The board eventually approved Yin’s offer, prompting a higher bid from Pan. Two years later, in 2018, a group of investors sought to remove Yin and several other executives from the board. In response, Sinovac moved to massively dilute its shares to diminish the power of Yin’s critics, triggering the trading halt.

The share dispute remains before the courts, and in June Sinovac said it could not estimate when he would be able to resume trading. That means it has recorded nothing like the rising profits of Moderna, whose shares have been driven in value since the beginning of the year amid optimism about its Covid-19 vaccine. Moderna is now worth about $ 27 billion – 60 times Sinovac’s valuation of roughly $ 460 million, which has been frozen since February last year.
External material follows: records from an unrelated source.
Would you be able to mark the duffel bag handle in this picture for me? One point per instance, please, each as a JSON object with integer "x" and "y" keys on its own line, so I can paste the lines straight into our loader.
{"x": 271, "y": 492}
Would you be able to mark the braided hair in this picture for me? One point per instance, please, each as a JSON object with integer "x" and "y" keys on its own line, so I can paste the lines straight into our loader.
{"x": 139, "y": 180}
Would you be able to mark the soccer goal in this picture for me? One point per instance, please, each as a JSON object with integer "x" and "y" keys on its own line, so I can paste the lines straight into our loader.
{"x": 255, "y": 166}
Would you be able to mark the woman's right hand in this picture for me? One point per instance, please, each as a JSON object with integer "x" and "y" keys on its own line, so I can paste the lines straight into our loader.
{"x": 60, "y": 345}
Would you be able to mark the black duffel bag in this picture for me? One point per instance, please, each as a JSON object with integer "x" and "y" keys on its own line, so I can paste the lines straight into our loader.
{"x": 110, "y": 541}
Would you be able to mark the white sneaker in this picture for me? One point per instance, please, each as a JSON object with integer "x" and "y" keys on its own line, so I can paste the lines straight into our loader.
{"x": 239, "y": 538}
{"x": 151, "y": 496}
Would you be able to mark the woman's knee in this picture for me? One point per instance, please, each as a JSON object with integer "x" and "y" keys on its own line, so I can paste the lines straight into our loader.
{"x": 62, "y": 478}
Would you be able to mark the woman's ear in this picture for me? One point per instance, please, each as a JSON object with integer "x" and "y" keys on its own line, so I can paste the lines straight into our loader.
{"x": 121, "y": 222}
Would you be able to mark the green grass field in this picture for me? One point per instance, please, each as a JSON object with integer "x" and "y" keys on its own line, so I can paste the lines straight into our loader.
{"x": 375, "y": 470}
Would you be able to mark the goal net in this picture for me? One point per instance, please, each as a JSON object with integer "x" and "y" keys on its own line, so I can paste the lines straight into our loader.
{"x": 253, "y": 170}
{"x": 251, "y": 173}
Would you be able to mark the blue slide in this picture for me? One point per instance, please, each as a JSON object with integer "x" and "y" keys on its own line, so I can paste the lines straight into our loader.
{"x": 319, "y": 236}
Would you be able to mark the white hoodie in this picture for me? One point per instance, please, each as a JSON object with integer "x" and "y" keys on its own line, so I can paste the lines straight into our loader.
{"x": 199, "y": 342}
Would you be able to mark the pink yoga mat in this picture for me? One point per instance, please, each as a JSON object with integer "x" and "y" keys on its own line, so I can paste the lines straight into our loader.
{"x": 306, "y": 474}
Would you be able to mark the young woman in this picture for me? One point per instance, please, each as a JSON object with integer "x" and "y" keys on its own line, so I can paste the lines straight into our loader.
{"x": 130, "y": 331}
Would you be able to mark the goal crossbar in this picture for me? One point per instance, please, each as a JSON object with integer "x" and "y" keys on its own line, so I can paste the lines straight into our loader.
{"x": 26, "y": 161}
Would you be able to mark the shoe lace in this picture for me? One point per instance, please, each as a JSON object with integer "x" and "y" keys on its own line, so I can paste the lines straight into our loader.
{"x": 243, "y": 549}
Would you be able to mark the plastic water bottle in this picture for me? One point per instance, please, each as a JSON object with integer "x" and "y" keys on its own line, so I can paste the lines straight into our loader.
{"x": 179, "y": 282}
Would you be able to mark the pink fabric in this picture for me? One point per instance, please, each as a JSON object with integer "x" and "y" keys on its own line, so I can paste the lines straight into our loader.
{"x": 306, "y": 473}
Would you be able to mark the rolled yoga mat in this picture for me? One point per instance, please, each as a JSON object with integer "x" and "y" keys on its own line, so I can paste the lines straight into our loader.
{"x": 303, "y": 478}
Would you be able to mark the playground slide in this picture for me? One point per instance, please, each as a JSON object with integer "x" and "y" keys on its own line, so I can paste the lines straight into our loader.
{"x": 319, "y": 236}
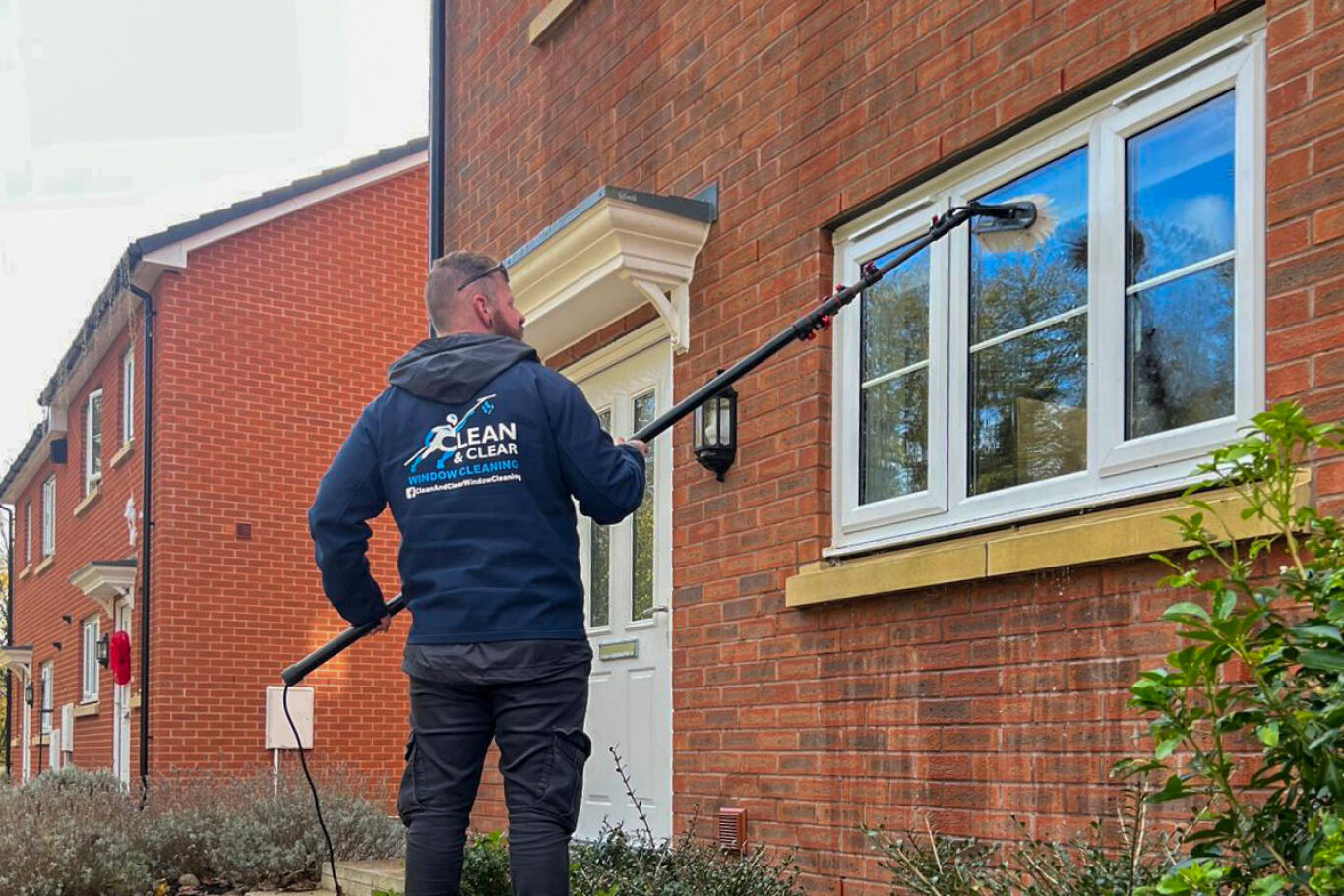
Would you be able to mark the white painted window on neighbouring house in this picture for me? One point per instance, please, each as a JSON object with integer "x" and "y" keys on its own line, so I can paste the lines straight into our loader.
{"x": 977, "y": 388}
{"x": 92, "y": 441}
{"x": 89, "y": 661}
{"x": 47, "y": 705}
{"x": 48, "y": 516}
{"x": 128, "y": 395}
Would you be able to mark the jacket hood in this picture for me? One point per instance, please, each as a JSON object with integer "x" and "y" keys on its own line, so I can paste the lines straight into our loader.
{"x": 454, "y": 368}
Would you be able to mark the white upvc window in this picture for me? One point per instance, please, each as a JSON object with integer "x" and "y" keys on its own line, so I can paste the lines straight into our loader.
{"x": 92, "y": 441}
{"x": 128, "y": 395}
{"x": 977, "y": 388}
{"x": 48, "y": 516}
{"x": 48, "y": 683}
{"x": 89, "y": 661}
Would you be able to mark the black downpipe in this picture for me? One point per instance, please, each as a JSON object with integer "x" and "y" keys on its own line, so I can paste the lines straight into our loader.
{"x": 437, "y": 85}
{"x": 8, "y": 637}
{"x": 148, "y": 525}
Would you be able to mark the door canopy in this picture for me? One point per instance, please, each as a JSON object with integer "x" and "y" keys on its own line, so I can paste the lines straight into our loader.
{"x": 613, "y": 253}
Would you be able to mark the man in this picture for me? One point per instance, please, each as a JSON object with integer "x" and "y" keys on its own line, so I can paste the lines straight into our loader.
{"x": 489, "y": 565}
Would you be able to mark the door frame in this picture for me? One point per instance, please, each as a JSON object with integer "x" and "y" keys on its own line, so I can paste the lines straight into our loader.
{"x": 121, "y": 705}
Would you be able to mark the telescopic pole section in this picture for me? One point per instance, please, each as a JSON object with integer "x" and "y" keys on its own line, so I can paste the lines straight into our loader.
{"x": 804, "y": 328}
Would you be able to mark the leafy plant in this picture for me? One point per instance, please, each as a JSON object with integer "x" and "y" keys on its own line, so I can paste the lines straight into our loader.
{"x": 485, "y": 869}
{"x": 78, "y": 833}
{"x": 1094, "y": 866}
{"x": 1248, "y": 715}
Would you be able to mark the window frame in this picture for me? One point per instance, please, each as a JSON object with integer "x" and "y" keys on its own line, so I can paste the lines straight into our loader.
{"x": 128, "y": 395}
{"x": 1117, "y": 469}
{"x": 48, "y": 516}
{"x": 92, "y": 452}
{"x": 89, "y": 632}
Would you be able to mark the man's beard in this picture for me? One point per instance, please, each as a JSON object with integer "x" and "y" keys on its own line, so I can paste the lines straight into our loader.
{"x": 500, "y": 328}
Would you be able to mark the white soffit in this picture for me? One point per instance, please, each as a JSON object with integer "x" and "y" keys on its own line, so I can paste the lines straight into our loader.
{"x": 106, "y": 580}
{"x": 616, "y": 252}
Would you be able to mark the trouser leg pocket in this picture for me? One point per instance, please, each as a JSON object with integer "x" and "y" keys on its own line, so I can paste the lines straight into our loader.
{"x": 407, "y": 800}
{"x": 561, "y": 792}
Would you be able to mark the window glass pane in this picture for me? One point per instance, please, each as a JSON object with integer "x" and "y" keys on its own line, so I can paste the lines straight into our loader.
{"x": 94, "y": 436}
{"x": 1181, "y": 359}
{"x": 641, "y": 532}
{"x": 894, "y": 430}
{"x": 894, "y": 320}
{"x": 1028, "y": 340}
{"x": 894, "y": 391}
{"x": 1179, "y": 190}
{"x": 1015, "y": 289}
{"x": 599, "y": 562}
{"x": 1030, "y": 407}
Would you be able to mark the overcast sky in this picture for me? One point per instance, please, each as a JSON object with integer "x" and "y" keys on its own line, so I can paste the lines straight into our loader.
{"x": 120, "y": 117}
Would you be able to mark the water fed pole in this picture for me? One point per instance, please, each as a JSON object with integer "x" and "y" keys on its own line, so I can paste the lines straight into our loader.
{"x": 1002, "y": 226}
All of this is hardly a concern for the Chinese government, as it has identified rapid vaccine development as a key step in its post-pandemic geopolitical strategy – and an opportunity to show that its biotech companies can compete with the best. Beijing regulators are pursuing cheap approvals and allowing experimental immunizations to enter human subjects at an unusual pace – for example, by allowing developers to submit data because they were collected instead of at the end of a research phase. Without those measures, Yin says, Sinovac could never have entered the rapid stage of testing so quickly. Xi also promised share all successful faxes worldwide, which can build goodwill with poorer countries afraid of exclusion by projects such as Operation Warp Speed, the Trump administration’s vaccine program.

Several other Chinese companies are good at human trials, including Tianjin-based CanSino Biologics Inc., which has developed a vaccine that uses a harmless adenovirus to mimic the coronavirus’ spike protein – a similar approach by the Oxford group. Meanwhile, a medical research institute affiliated with the Chinese military is conducting a test for an mRNA vaccine, similar to the one made by Moderna. Another front-runner, state-controlled China National Biotec Group, uses an inactivated virus approach along the same lines as Sinovac’s.